Rudi Fußi: Ein Anti-Babler mit „Cojones“?
Rudi Fußi steht im dunkelblauen Anzug zwischen zwei vertrockneten Zimmerpflanzen und gibt sich staatstragend. Hinter ihm leuchtet ein großer LED-Bildschirm: „Neue Rote braucht das Land“. Vor ihm reihen Journalistinnen und Journalisten, die gut zwei Stunden auf ihn gewartet haben. Aufgrund der Ansprache von Bundespräsident Van der Bellen musste Fußi seine offizielle Ankündigung, für den SPÖ-Parteivorsitz kandidieren zu wollen, ein wenig nach hinten verschieben. Aber jetzt hat er es endlich gesagt: Der PR-Berater will SPÖ-Chef werden. „Der Zustand meiner Partei ist noch erbärmlicher als der Zustand der Republik“, erklärt er.
In einer anschließenden 40-minütigen Rede erwähnt er brav Viktor Adler, Bruno Kreisky, Karl Seitz und Alfred Gusenbauer, betont die Wichtigkeit des politischen Miteinanders und die Notwendigkeit eines Aufbruchs in der Sozialdemokratie: „Unser Problem ist, dass sich die politische Klasse von der Bevölkerung komplett entkoppelt hat.“ Er sei nun ein Angebot an die Mitglieder der SPÖ, daran etwas zu ändern.
Rudi Fußi ist ein sprunghafter Mensch. Politisch fängt er ursprünglich bei der Jungen ÖVP an, verabschiedet sich 1998 allerdings, um bei der liberalen FPÖ-Abspaltung „Die Demokraten“ anzudocken, die mit Richard Lugners „Die Unabhängigen“ eine Plattform bildet. 2003 geht er zur SPÖ, steigt 2012 wieder aus und berät anschließend das Team Stronach, später SPÖ-Bundeskanzler Christian Kern. 2015 sagt er der deutschen „Zeit“ noch: „Der Tag, an dem Andi Babler SPÖ-Parteichef wird, ist der Tag, an dem ich wieder Parteimitglied werde“. Nach acht Jahren ist er aufgrund der SPÖ-Mitgliederbefragung tatsächlich wieder „Genosse“, lobbyiert aber für den burgenländischen Landeshauptmann Hans Peter Doskozil.
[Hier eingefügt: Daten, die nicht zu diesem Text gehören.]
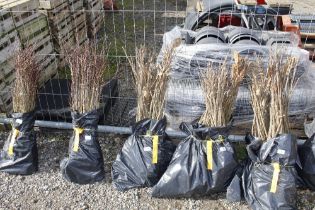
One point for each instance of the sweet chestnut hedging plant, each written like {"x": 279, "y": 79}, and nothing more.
{"x": 25, "y": 86}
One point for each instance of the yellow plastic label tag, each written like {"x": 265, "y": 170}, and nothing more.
{"x": 275, "y": 177}
{"x": 209, "y": 154}
{"x": 155, "y": 150}
{"x": 199, "y": 6}
{"x": 77, "y": 132}
{"x": 15, "y": 134}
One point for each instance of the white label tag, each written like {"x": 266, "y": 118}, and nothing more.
{"x": 281, "y": 151}
{"x": 222, "y": 149}
{"x": 19, "y": 121}
{"x": 147, "y": 149}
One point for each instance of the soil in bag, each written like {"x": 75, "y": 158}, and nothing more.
{"x": 269, "y": 178}
{"x": 307, "y": 158}
{"x": 19, "y": 154}
{"x": 203, "y": 163}
{"x": 85, "y": 164}
{"x": 144, "y": 156}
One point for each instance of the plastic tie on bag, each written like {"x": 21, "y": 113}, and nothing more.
{"x": 155, "y": 146}
{"x": 12, "y": 141}
{"x": 209, "y": 154}
{"x": 275, "y": 177}
{"x": 78, "y": 132}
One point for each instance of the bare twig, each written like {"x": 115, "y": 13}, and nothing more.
{"x": 220, "y": 86}
{"x": 87, "y": 64}
{"x": 26, "y": 82}
{"x": 150, "y": 81}
{"x": 270, "y": 92}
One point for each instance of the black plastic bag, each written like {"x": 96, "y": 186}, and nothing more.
{"x": 307, "y": 158}
{"x": 144, "y": 156}
{"x": 269, "y": 178}
{"x": 85, "y": 164}
{"x": 19, "y": 154}
{"x": 199, "y": 166}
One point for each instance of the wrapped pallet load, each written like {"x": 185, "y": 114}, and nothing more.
{"x": 268, "y": 177}
{"x": 148, "y": 151}
{"x": 205, "y": 162}
{"x": 85, "y": 163}
{"x": 19, "y": 155}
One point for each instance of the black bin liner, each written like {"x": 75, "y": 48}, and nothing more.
{"x": 134, "y": 166}
{"x": 19, "y": 154}
{"x": 260, "y": 173}
{"x": 189, "y": 174}
{"x": 307, "y": 158}
{"x": 85, "y": 164}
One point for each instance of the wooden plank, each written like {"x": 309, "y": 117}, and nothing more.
{"x": 248, "y": 2}
{"x": 33, "y": 28}
{"x": 75, "y": 5}
{"x": 308, "y": 35}
{"x": 95, "y": 27}
{"x": 57, "y": 15}
{"x": 8, "y": 45}
{"x": 94, "y": 4}
{"x": 23, "y": 11}
{"x": 50, "y": 4}
{"x": 49, "y": 69}
{"x": 6, "y": 22}
{"x": 19, "y": 5}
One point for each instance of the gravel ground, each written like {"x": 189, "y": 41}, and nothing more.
{"x": 47, "y": 190}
Als Babler am Wahlabend 21,1 Prozent und damit den dritten Platz einfährt, platzt Fußi auf X (vormals Twitter) der Kragen: „Das Experiment Sekte ist gescheitert.“ In seiner Pressekonferenz am Mittwoch gibt er sich dann doch um einiges versöhnlicher. „Ich möchte bei allen Menschen um Entschuldigung bitten, die ich jemals beleidigt habe.“ Quasi ein „General-Sorry“.
Zu dem Vorwurf, sein Antritt solle rein als Türöffner für andere Kandidaten, beispielsweise aus dem Doskozil-Lager, dienen, äußert sich Fußi sich nicht. Roland Fürst, SPÖ-Klubobmann im Burgenland, bestätigte in einer Pressekonferenz am Mittwoch: „Wir sind nicht dabei. Wir wissen von nichts.“ Auf die Unterstützung von den Landeshauptleuten hofft Fußi allerdings trotzdem.
Rudi Fußi habe viele Einwürfe und Kritiken bereits im Vorhinein auf X gelesen, versichert allerdings, sein Antritt sei „nicht für sich selbst“, sondern „für die Republik“. Scheitere sein Vorhaben, gehe Fußi in seinen „gut bezahlten Job mit 16 tollen Mitarbeiterinnen und Mitarbeitern“ zurück. Dass Rudi Fußi die Kandidatur nicht für sich selbst, sondern „für die Sozialdemokratie und die Republik“ mache, betont er auffallend oft. Und dass er eben nicht gegen den aktuellen Parteivorsitzenden Andreas Babler antrete, sondern für eine Erneuerung der Sozialdemokratie. Warum er den Traiskirchner Bürgermeister, einen „alten Freund“, nicht anderweitig unterstützt? Weil er eben die „Cojones“ (Anm.: Hoden auf Spanisch) habe, die Babler fehlen würden.
Seine Tätigkeiten als PR-Berater wird Rudi Fußi erst dann niederlegen, wenn ihm seine Kandidatur gelingt. „Ich sehe nicht ein, wieso das momentan problematisch sein könnte“, schließlich wäre seine PR-Agentur „Mindworker“ sehr strikt in der Kundenauswahl. Zu den „strikt ausgewählten Kunden“ zählt unter anderem die Wirtschaftskammer Wien. Für die würde Fußi, wie er auf der Pressekonferenz betont, allerdings nur Plakate und Werbespots gestalten. Seine Arbeit für andere politische Parteien liegen in der Vergangenheit. Sollte es Fußi gelingen, Parteivorsitzender zu werden, würde er seinem Mann seine Anteile überschreiben und seinen Geschäftspartnern die Firma anvertrauen: „Mir ist bewusst, dass ich als Parteivorsitzender nicht mehr genug Zeit hätte“.
Um gegen Babler überhaupt antreten zu können, braucht Fußi zehn Prozent der roten Mitglieder aus vier Bundesländern. Aktuell sind das rund 14.000 Unterstützerinnen und Unterstützer, allerdings darf aus keinem Bundesland mehr als ein Drittel kommen. Während der Pressekonferenz versucht Rudi Fußi, Zuschauende zu motivieren, SPÖ-Mitglied zu werden und ihn zu unterstützen. Öffentlich hat ihm noch keiner der SPÖ-Granden seine Unterstützung ausgesprochen.